When looking to make cost savings, most businesses will automatically reduce the budget allocated to training as a quick fix to save the pennies. Whilst this may prove successful in the short term, the impact on the overall growth of the business in the long term is likely to be negative as the workplace skill set plateaus against the continued need for expertise in the competitive market.
Employees tend to see training as a way to boost their skills and knowledge which leads them to feel they are doing their job better and gain a sense of satisfaction with their work. Training can often lead to achieving qualifications which they would generally not gain elsewhere; therefore career aspirations become more attainable.
These factors are important in developing a positive morale within the workforce to create a team culture where employees feel confident in working towards the organisations objectives.
Training is essential in employee retention; if your staff feel they are valued in the organisation and can develop themselves professionally, they are more likely to maintain an enthusiasm for their role and want to succeed.

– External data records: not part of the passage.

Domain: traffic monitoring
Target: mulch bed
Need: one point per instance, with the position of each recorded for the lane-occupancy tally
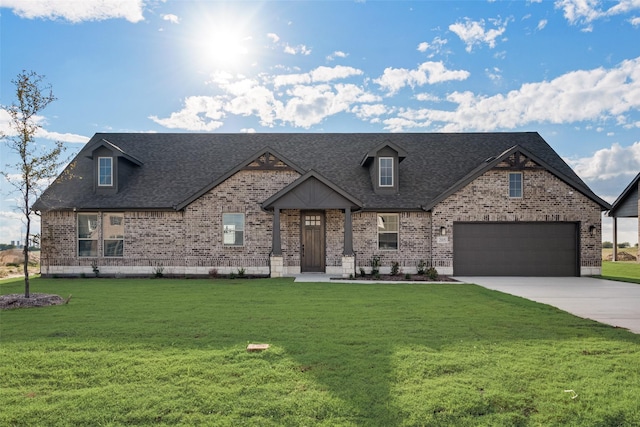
(35, 300)
(400, 278)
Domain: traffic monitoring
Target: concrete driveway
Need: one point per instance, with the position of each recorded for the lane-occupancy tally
(606, 301)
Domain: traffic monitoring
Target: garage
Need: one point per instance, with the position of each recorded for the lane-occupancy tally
(515, 249)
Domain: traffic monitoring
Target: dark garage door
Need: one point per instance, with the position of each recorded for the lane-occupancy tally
(515, 249)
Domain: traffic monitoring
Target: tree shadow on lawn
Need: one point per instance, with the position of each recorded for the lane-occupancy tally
(350, 338)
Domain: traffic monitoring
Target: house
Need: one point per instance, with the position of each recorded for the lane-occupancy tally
(625, 206)
(281, 204)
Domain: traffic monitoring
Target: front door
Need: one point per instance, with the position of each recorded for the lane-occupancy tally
(312, 242)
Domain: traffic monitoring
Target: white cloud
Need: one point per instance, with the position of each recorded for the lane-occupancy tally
(370, 111)
(337, 54)
(473, 33)
(433, 48)
(320, 74)
(77, 10)
(171, 18)
(310, 105)
(394, 79)
(308, 100)
(607, 163)
(597, 94)
(586, 11)
(297, 50)
(200, 113)
(427, 97)
(495, 74)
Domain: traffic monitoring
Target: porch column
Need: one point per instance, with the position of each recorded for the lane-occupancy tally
(348, 233)
(615, 239)
(276, 245)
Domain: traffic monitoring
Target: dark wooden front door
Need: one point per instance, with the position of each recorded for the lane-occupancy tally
(312, 242)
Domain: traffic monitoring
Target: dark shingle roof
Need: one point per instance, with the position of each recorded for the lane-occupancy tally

Ultimately the cost implication for replacing the skill set of an employee is far greater than the cost to retain and develop that employee.
It is important to consider that different employees will require different training depending on their role, current skills and the potential career development available to them within the organisation.

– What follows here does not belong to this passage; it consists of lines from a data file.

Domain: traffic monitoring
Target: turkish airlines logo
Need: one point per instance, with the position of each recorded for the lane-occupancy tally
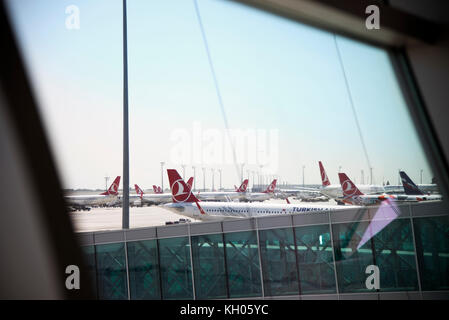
(178, 192)
(324, 177)
(348, 188)
(114, 187)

In a supply chain organisation there may be several different sector skills and levels of employee to train; typically this would present the challenge of identifying an awarding body to provide a course to suit each individuals needs. The Institute of Supply Chain Management has developed a range of courses covering various sectors of the supply chain, meaning minimal hassle for employers.
On-going training serves to not only refresh employee knowledge but is also proven to be a motivator for increased performance, leading to organisational success.